The Walt Disney Co. is adding several Marvel superheros to its toys-meets-games series "Disney Infinity." The company announced plans Wednesday to add more than 20 such characters — beginning with "The Avengers" members Captain America, Iron Man, Hawkeye, Black Widow, Thor and Hulk — in a new installment of the franchise.
"Disney Infinity: Marvel Super Heroes" is set for release this fall for Xbox 360, PlayStation 3 and Wii U, as well as the PlayStation 4 and Xbox One. The new 2.0 version of "Infinity" will include several updates, including more ways to upgrade characters, new moves and vehicles like motorcycles.
"We wanted to take everything that worked so well and make it epic," said Jimmy Pitaro, president of Disney Interactive, during an event Wednesday at Pacific Theatres' Cinerama Dome in Hollywood.
Marvel comic writer Brian Michael Bendis is writing original stories featuring the Marvel characters for the game.
"Infinity" utilizes real-life toy figures to depict Disney personalities in sprawling virtual lands where those characters can do things like race vehicles, create and play games and construct locales — solo or cooperatively — as well as embark on adventures in their own realms. Each toy figure stores and transmits the character's history through a reader connected to a game console.
A starter pack for the new version will feature the game, three figures — Iron Man, Thor and Black Widow — an "Avengers"-themed play set and two discs, which can be used to upgrade or customize characters and lands in the game.
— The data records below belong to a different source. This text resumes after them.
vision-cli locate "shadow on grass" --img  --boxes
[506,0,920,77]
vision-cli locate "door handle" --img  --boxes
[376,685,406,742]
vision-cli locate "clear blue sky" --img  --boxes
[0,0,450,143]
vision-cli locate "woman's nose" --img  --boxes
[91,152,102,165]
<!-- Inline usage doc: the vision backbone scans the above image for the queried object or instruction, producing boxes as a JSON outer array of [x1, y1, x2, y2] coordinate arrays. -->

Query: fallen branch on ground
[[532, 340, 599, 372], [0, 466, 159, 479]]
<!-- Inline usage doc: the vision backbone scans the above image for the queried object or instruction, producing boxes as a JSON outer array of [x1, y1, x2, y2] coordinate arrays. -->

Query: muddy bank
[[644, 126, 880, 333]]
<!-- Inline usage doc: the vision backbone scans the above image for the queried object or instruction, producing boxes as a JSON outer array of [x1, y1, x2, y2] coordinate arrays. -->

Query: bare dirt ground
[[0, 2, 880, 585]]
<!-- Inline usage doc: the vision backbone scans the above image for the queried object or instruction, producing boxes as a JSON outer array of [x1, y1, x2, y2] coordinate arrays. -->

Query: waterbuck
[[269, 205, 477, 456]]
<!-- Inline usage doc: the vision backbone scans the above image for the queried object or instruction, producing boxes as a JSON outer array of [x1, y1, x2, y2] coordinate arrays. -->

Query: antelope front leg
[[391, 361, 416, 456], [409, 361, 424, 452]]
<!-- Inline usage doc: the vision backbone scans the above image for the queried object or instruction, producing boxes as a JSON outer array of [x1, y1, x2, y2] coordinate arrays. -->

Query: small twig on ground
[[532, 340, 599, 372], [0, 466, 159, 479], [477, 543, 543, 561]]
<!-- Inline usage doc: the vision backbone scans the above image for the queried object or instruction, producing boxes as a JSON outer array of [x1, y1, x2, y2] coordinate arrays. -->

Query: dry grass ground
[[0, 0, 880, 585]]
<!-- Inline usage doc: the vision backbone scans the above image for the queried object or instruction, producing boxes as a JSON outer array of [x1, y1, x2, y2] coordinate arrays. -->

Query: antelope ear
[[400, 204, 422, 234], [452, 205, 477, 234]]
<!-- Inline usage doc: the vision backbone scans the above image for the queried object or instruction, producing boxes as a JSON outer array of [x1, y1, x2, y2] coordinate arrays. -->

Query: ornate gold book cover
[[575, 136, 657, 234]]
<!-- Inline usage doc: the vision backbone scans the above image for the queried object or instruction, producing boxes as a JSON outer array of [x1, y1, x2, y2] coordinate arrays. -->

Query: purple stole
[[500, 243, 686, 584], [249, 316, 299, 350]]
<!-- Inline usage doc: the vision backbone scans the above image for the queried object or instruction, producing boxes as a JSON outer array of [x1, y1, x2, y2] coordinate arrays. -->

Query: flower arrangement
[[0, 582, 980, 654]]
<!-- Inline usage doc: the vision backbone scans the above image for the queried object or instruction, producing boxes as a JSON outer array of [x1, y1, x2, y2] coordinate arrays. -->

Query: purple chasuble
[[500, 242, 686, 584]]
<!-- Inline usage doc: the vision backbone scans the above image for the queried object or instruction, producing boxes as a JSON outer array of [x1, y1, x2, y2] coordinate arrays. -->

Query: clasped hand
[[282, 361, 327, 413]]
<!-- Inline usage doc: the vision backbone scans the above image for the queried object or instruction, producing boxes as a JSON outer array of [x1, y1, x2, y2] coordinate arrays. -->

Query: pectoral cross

Additional figures and discs are sold separately.
The Marvel superheroes will join such Disney characters as Buzz Lightyear from "Toy Story," Sorcerer Mickey from "Fantasia" and Elsa from "Frozen."
"Infinity" executive producer John Vignocchi said backstage after the event that previously released Disney characters will be compatible with the new edition of "Infinity," but that newer figures and toy boxes won't be backward compatible.
"One of the most unique features of 'Disney Infinity' 2.0 on Xbox One and PlayStation 4, just because of the memory footprint of those systems, is that the size of the toy boxes you can create are just gigantic," said Vignocchi, who added that additional Marvel and Disney characters would be announced at a later date.
A video shown during Wednesday's event teased such characters as Spider-Man, Loki, Nick Fury and the Winter Soldier in "Infinity." Much like the previous installment, the diverse array of characters will be able to mingle within the game's toy box mode, meaning it's possible that the monstrous Hulk could drive Cinderella's royal coach, or pirate Jack Sparrow could be outfitted with the wings of soaring sidekick Falcon.
Joe Quesada, chief creative officer at Marvel Entertainment, which was acquired by Disney in 2009, said this rendition of the comic book characters are "uniquely Marvel but still fit within the game."
"We put the 'Infinity' team through the exactly same rigorous torture that we put ourselves through," Quesada said. "They were really up to the challenge."
"Infinity" closely resembles the successful "Skylanders" franchise from Activision Blizzard Inc. However, Disney's rendition relies on better-known characters and adds an open-world toy box mode akin to "Minecraft," where users' imaginations can run wild.
Earlier this month, Activision announced plans for an Oct. 5 installment of its successful "Skylanders" toys-meets-games franchise called "Trap Team" that allows players to take control of enemies in the game and store them on toy crystals in the real world. "Skylanders," which launched in 2011, currently boasts 175 different toy characters.
Pitaro noted Wednesday that 3 million copies of the original "Infinity" starter park have been sold and the franchise has generated $500 million in sales since it launched last August.
Disney' interactive division, which has been responsible for games like the Mickey Mouse console adventure "Epic Mickey" and the online virtual world "Club Penguin," had long been a money-losing unit. Earlier this year, it posted only its third profitable quarter since results began being broken out in 2008, thanks in part to the triumph of "Infinity."